Model versions and future updates
- All evaluations were conducted in December 2024 [S1]. LLMs evolve rapidly, so absolute performance levels and even relative rankings may shift. Applying these findings to present-day model versions is tentative.
Question set design bias
- The 67 questions were written by experts deeply embedded in the high-Tc community [S1]. That strengthens relevance, but may embed specific assumptions about what "good understanding" looks like.
- There is limited information in the summary on how diverse the questions were across subtopics or viewpoints; this is another tentative limitation.
Future evaluations
- The authors mention an upcoming condensed-matter-theory evaluation, the CMT-benchmark, to be presented at ICLR 2026, aimed at broader and more rigorous testing of LLMs on theoretical physics tasks [S1]. Details are not yet public in the summary, so its eventual design and findings remain unknown.

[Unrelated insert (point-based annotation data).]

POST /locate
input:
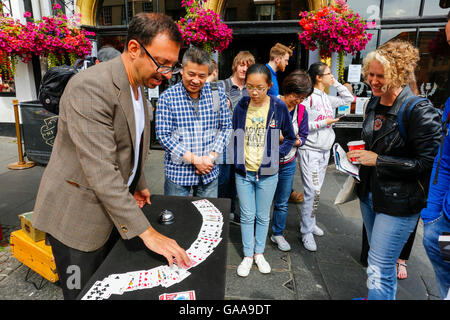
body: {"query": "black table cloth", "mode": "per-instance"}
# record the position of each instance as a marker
(207, 278)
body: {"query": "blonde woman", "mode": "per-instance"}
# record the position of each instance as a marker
(395, 170)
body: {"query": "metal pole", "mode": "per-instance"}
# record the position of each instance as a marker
(21, 164)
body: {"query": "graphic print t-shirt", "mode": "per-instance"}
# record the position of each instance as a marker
(255, 134)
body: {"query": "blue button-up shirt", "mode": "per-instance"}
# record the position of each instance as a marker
(274, 90)
(180, 128)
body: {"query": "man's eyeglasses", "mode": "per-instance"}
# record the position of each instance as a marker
(163, 69)
(259, 90)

Data appendix: key numbers from the superconductivity LLM study
- LLMs tested: 6 (GPT-4o, Perplexity, Claude 3.5, Gemini Advanced Pro 1.5, NotebookLM, custom curated retrieval-augmented system) [S1].
- Expert evaluators: 12 international high-Tc superconductivity specialists [S1].
- Questions: 67 expert-written prompts targeting mechanisms, evidence and competing theories in high-Tc superconductivity [S1].
- Curated corpus construction:
- 15 expert-selected review articles [S1].
- Approximately 3,300 references extracted from those reviews [S1].
- 1,726 sources (reviews and experiment-based papers) used as the closed corpus for NotebookLM and the custom system [S1].
- Open-web corpus available to web models:
- 765 open-access experimental cuprate papers [S1].
- 1,553 open-access theoretical cuprate papers [S1].
- Scoring scale: 0 (bad), 1 (ok), 2 (good) across balance, comprehensiveness, conciseness, evidence and visual relevance (for image-using models), plus qualitative feedback [S1, S2].
These structured results point to a consistent theme: careful curation and grounded retrieval matter at least as much as raw LLM horsepower when answers must stand up to expert scrutiny.